Oversampling requires that the signal has uniformely distributed noise which is at least 1LSB and the ADC is more linear than necessary for the number of bits it has. Think of it like this: you have 4 comparators to detect a voltage level from 0V to 5V. Each step is 1.25V. Now apply 2V to this setup. How are you going to determine that the applied voltage is 2V? You can only see the input is greater than 1.25V and smaller than 2.5V.
If you look at a delta-sigma ADC you'll see it has extra circuitry to increase the resolution of each step. SAR ADCs OTOH have fixed steps.

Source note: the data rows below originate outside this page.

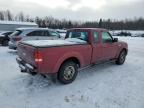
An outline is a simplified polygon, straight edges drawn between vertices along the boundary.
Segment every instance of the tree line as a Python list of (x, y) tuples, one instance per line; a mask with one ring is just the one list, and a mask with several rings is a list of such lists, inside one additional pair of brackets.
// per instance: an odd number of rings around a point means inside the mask
[(7, 21), (22, 21), (22, 22), (36, 22), (39, 27), (48, 27), (53, 29), (68, 29), (68, 28), (106, 28), (110, 30), (144, 30), (144, 18), (133, 18), (125, 20), (100, 19), (99, 21), (72, 21), (67, 19), (57, 19), (52, 16), (30, 17), (23, 12), (17, 15), (11, 13), (10, 10), (0, 11), (0, 20)]

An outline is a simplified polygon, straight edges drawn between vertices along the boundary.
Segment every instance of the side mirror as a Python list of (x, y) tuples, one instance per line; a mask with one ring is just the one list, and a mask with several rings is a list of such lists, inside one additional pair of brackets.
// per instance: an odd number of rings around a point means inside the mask
[(113, 39), (113, 42), (118, 42), (118, 38), (114, 38), (114, 39)]

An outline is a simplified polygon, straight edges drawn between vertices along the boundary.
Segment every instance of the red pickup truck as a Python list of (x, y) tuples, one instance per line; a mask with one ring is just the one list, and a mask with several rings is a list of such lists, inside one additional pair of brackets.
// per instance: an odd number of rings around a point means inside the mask
[(16, 60), (21, 72), (55, 74), (68, 84), (75, 80), (78, 68), (109, 60), (121, 65), (127, 52), (127, 43), (113, 38), (106, 29), (74, 28), (67, 31), (65, 40), (20, 42)]

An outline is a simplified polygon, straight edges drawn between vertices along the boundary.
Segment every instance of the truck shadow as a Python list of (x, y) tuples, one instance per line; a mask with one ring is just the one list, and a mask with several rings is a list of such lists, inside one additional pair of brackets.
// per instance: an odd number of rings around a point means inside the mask
[[(91, 79), (92, 77), (97, 76), (99, 74), (115, 72), (114, 70), (116, 67), (117, 66), (114, 63), (104, 63), (104, 64), (94, 65), (89, 68), (85, 68), (79, 71), (76, 80), (70, 85), (73, 85), (75, 83), (81, 83), (81, 81), (85, 81), (86, 78)], [(36, 88), (47, 88), (49, 86), (63, 86), (63, 84), (59, 83), (59, 81), (57, 80), (56, 82), (52, 81), (50, 76), (44, 78), (41, 75), (36, 75), (36, 76), (28, 75), (26, 77), (27, 77), (26, 80), (27, 87), (34, 86)]]

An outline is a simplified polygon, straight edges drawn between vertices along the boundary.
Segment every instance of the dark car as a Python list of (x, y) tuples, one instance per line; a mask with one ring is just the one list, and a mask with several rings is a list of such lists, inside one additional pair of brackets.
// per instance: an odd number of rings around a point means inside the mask
[(9, 42), (9, 35), (12, 34), (12, 31), (3, 31), (0, 32), (0, 44), (2, 46), (8, 46), (8, 42)]

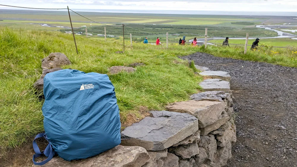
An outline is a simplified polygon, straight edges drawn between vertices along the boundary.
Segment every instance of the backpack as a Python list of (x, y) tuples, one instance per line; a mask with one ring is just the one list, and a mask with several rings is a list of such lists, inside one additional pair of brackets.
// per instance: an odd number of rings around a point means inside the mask
[[(55, 154), (67, 161), (86, 158), (120, 144), (119, 110), (107, 75), (66, 69), (47, 74), (44, 81), (45, 133), (33, 141), (34, 164)], [(40, 137), (49, 143), (42, 152), (35, 141)], [(46, 160), (35, 162), (43, 155)]]

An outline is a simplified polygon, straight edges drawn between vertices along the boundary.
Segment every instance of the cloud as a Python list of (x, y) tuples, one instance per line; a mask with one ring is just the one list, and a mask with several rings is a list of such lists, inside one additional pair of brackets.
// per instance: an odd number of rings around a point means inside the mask
[(296, 0), (1, 0), (1, 3), (33, 7), (227, 11), (295, 12), (297, 7)]

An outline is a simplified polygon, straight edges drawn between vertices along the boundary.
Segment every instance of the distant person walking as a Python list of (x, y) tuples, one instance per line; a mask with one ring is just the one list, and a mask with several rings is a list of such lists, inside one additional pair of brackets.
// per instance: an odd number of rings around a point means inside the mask
[(229, 37), (226, 37), (226, 39), (223, 42), (223, 46), (229, 46)]
[(144, 38), (144, 41), (143, 41), (143, 43), (145, 44), (147, 44), (148, 43), (148, 41), (147, 37), (146, 37)]
[(193, 46), (196, 46), (197, 45), (197, 38), (195, 37), (194, 39), (193, 40), (193, 42), (192, 42)]
[(186, 36), (184, 36), (184, 37), (183, 38), (183, 39), (179, 39), (179, 41), (178, 41), (178, 43), (180, 45), (185, 45), (185, 43), (186, 43)]
[(252, 45), (252, 47), (251, 47), (251, 49), (257, 49), (258, 47), (258, 43), (260, 42), (260, 39), (259, 38), (256, 39), (256, 41), (253, 42), (253, 44)]
[(157, 37), (157, 40), (156, 41), (156, 44), (157, 45), (161, 44), (161, 43), (160, 42), (160, 38), (159, 37)]

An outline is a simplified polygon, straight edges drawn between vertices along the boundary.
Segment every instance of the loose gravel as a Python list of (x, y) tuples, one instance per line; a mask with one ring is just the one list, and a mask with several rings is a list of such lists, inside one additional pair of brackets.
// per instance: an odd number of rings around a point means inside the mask
[(200, 53), (181, 58), (231, 76), (237, 141), (226, 166), (297, 167), (297, 69)]

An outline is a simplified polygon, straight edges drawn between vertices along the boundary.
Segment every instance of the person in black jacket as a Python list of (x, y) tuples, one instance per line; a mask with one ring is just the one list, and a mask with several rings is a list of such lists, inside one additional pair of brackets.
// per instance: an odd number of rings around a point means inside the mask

The extra circuitry is used for noise shaping. Noise shaping helps get the most out of oversampling since it pushes the quantization noise to higher frequencies, where you will filter it out later when you decimate the sample rate. But it is not required. Any ADC can over sample. With correct calibration, even linearity is not the biggest issue (in fact, that is a weakness of noise-shaping ADCs, since they use a feedback loop, so calibrating for quantizer non-linearity is much more challenging than when you don't apply noise shaping).
Your example of a 2V applied to an oversampling ADC is not a good one since that is a DC signal, and oversampling cannot help you there without applying some form of dithering to push the error you have to higher frequencies. But say it is an AC sinewave with an amplitude of 2V, then you can use the over-sampled bits together with the knowledge that your signal is band-limited to a lower frequency to figure out the amplitude.
Assume I have a tone with frequency \$f_{in}\$ with a voltage of y. I use an adc with a given number of bits, and so I will have a certain amount of quantization noise, equal to at most 1/2 LSB. For a second, lets assume we have a perfect anti-aliasing filter at \$f_a \geq f_{in} \$ and that I sample at exactly nyquist, of \$f_{sample} = 2 \cdot f_a\$, the SNR will be \$2Y/LSB \$.
If I now sample at twice the anti-aliasing frequency, the spectral density of my input signal is still exactly, the same, since the tone and its amplitude remain unchanged. The quantization noise is also the same at 1/2 LSB. However, this is now spread over twice the bandwidth. I can now apply a filter to decimate my samplerate to half, and this will get rid of half of my quantization noise, since it is at a higher frequency. As a result, I end up with 1/4 LSB quantization noise, but my signal power is the same. The SNR has been reduced to that of an ADC with one additional bit of quantization.
Any non-linearities in the quantizer will result in spurs occuring since they quantization becomes non-linear.